Claquer la porte
Entre guillemets

Claquer la porte

 

Un peu comme l'écho, une parole d'Olivier Aubin, metteur en scène de 10-4, la nouvelle production du Théâtre des Marguerites, résonne depuis quelques jours dans ma tête. «Pour certaines personnes, du claquage de portes, ça peut avoir l'air d'un art un peu mineur. Mais si c'est fait avec rigueur et précision, ça atteint un autre niveau», avait laissé tomber l'homme de théâtre à propos du rythme de la fameuse pièce, qui est battu par l'ouverture et la fermeture de différentes portes.

Sur le moment, j'étais restée sceptique. Mais après avoir assisté à la première médiatique de 10-4 la semaine dernière, j'admets qu'il est possible de pousser cet «art» un peu plus loin, surtout quand le texte de la pièce est solide. Et là, je dis «solide» dans le sens qu'il est «béton» dans son style. Car l'ouvre écrite par un certain Paul Slade Smith est tout sauf sérieuse. La comédie policière, dont l'intrigue tourne autour d'une fraude de 16 millions qu'aurait orchestrée le maire d'une municipalité,  nous plonge dans un univers des plus absurdes, où la naïveté, voire la stupidité de certains personnages nous soutire de nombreux rires. En effet, comment résister à une sérieuse comptable (Isabelle Cyr) constamment en chaleur, à la bouille de Luc Boucher, qui incarne un maire qui semble un peu simplet, ou à un sexy tueur à gages acadien (François Xavier Dufour) qui, lorsqu'il se fâche, s'exprime de manière incompréhensible?

 

Un genre

Comme pièce de théâtre d'été, on ne pouvait mieux choisir: on rigole, fait travailler nos méninges (qui est réellement l'auteur du crime financier?) et ressent à l'occasion quelques frissons de peur (le tueur à gages achève ses victimes d'une façon peu orthodoxe). Bref, on passe deux heures de bon temps, à des kilomètres de nos tracas quotidiens. Je conviens cependant que 10-4 ne révolutionne pas le genre. Mais, au moins, on s'éloigne des traditionnelles histoires de maris cocus et des blagues bien grasses, qui vont souvent de pair avec le théâtre d'été,  pour explorer des sentiers moins fréquentés. On plonge donc à pieds joints dans une ambiance légèrement glauque, qui nous rappelle des films comme Snatch de Guy Ritchie ou The Whole Nine Years de Jonathan Lynn. Un voyage qui se fait sans anicroche tant on se laisse séduire par les petites trouvailles de mise en scène (le flash photo chaque fois que le maire serre la pince à un nouveau personnage), les décors fastes et inquiétants, le jeu caricatural des acteurs et les fameuses portes qui claquent (!). Croyez-moi, celles-ci ne nous agacent en rien. Elles créent plutôt une musique, une tension qui nous tient en haleine: les maladroits policiers (Émilie Gilbert, Marc-François Blondin) en mission secrète pour piéger le maire dans une chambre d'hôtel seront-ils démasqués  ou réussiront-ils l'impossible?

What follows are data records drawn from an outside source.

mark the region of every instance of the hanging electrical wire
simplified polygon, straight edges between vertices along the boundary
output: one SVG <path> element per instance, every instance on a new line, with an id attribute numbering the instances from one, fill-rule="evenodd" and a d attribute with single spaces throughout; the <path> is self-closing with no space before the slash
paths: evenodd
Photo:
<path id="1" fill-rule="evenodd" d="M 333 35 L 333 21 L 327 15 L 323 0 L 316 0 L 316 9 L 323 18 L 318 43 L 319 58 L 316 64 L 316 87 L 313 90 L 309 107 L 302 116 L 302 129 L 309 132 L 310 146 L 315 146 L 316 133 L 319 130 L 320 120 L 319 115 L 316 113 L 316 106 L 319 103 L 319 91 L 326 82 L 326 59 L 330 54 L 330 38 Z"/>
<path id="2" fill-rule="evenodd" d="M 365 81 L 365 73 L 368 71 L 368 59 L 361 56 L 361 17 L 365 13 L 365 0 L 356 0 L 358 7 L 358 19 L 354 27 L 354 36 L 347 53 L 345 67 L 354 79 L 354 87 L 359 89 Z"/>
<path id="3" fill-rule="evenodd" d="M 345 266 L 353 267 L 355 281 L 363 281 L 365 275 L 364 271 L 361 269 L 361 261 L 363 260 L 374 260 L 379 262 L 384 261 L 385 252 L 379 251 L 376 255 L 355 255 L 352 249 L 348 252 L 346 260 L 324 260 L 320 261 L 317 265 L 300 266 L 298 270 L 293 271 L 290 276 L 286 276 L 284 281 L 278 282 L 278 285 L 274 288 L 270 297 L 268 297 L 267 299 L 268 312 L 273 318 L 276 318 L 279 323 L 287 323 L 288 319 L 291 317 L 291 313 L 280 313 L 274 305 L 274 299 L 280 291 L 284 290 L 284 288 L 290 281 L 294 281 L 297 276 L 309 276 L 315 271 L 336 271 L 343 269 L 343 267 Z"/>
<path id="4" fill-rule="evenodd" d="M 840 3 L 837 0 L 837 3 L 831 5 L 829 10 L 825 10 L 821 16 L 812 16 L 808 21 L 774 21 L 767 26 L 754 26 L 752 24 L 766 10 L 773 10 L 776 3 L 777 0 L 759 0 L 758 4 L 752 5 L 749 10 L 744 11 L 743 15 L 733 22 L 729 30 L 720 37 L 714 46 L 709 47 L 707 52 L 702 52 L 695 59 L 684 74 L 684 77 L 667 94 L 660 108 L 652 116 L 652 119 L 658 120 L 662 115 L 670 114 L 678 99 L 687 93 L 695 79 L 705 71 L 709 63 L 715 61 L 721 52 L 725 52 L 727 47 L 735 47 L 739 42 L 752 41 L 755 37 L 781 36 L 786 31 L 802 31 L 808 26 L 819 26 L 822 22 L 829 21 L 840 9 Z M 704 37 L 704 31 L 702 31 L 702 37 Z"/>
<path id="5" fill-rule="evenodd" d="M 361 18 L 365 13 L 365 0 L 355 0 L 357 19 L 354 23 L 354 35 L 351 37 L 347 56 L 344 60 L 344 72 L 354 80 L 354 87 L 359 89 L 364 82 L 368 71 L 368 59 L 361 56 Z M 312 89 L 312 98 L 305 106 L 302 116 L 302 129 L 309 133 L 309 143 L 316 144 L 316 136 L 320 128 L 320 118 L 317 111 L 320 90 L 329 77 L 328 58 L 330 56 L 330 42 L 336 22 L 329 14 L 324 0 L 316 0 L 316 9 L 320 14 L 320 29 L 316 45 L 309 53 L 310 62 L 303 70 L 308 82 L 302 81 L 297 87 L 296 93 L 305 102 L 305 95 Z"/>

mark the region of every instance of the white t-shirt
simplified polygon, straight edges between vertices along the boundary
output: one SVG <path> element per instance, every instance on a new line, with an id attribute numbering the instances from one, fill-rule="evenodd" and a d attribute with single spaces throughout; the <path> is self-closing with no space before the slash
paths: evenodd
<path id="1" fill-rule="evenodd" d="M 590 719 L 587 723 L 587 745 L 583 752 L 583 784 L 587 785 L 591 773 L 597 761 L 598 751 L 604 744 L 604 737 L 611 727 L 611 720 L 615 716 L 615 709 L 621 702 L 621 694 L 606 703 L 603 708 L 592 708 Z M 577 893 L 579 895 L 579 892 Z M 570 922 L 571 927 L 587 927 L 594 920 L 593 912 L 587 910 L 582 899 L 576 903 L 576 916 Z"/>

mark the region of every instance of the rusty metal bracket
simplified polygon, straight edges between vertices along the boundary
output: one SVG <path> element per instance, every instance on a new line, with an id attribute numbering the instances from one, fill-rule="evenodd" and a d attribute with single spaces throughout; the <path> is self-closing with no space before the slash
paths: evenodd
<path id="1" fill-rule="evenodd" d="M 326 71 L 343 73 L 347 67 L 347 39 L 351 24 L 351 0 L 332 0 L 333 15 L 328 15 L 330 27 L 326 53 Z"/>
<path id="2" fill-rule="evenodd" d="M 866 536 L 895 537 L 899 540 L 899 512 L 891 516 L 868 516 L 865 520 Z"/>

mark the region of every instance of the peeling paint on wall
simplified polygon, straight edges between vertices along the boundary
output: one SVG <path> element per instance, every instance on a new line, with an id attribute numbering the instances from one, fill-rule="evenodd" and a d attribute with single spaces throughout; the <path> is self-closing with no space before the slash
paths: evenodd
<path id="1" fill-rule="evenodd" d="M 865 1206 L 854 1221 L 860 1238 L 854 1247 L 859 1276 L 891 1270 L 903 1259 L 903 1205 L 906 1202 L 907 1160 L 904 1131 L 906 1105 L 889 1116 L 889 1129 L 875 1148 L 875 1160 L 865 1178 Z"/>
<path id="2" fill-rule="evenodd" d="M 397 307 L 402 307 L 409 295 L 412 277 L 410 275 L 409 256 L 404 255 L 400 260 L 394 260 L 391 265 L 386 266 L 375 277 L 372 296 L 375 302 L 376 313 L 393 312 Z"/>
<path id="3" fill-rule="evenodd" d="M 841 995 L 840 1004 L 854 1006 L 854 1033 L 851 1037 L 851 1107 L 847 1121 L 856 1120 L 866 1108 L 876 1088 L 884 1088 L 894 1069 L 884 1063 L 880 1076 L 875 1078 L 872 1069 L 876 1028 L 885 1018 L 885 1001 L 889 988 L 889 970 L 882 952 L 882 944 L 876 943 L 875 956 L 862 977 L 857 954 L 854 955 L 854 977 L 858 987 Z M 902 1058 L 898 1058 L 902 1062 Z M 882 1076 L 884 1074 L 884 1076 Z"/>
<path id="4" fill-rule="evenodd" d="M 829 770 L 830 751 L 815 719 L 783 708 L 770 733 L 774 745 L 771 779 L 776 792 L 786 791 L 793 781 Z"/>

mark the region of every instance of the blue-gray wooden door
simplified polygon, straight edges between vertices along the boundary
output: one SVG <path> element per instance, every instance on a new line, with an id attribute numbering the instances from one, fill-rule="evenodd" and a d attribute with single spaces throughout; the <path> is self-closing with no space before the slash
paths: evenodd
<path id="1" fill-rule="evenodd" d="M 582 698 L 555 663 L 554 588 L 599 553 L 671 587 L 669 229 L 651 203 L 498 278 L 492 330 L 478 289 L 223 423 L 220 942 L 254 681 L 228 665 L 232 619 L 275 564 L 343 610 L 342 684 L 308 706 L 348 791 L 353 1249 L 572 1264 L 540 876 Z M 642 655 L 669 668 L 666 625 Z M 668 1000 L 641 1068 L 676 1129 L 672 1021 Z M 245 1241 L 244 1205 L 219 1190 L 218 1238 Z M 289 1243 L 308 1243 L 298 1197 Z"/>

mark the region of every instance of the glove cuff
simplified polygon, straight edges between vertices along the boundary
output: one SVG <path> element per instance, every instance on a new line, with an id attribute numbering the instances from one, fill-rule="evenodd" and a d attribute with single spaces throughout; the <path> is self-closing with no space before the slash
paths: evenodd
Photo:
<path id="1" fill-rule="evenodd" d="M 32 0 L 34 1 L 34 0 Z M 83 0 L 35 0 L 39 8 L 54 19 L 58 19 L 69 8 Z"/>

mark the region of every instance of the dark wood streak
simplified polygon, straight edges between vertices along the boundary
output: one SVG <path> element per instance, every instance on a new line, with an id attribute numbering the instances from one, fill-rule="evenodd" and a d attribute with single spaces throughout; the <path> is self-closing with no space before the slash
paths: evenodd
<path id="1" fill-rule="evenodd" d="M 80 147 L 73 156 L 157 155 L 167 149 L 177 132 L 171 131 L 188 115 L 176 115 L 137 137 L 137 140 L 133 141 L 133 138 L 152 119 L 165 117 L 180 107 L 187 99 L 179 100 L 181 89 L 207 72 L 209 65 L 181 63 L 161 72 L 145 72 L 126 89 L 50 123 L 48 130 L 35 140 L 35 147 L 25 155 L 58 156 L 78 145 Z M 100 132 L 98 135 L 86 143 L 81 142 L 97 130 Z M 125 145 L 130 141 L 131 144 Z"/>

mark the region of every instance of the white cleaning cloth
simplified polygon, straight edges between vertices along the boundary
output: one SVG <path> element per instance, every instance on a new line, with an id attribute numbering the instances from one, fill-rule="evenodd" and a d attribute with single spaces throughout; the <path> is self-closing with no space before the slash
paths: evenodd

Bon, c'est clair que je ne répondrai pas à cette question. Je n'ai nullement l'intention de brûler des punchs. Je vous propose plutôt d'assister à l'une des représentations de 10-4, à l'affiche du Théâtre des Marguerites jusqu'au 4 septembre. D'autant plus qu'un comédien originaire de la région fait partie de la distribution: Robert Brouillette.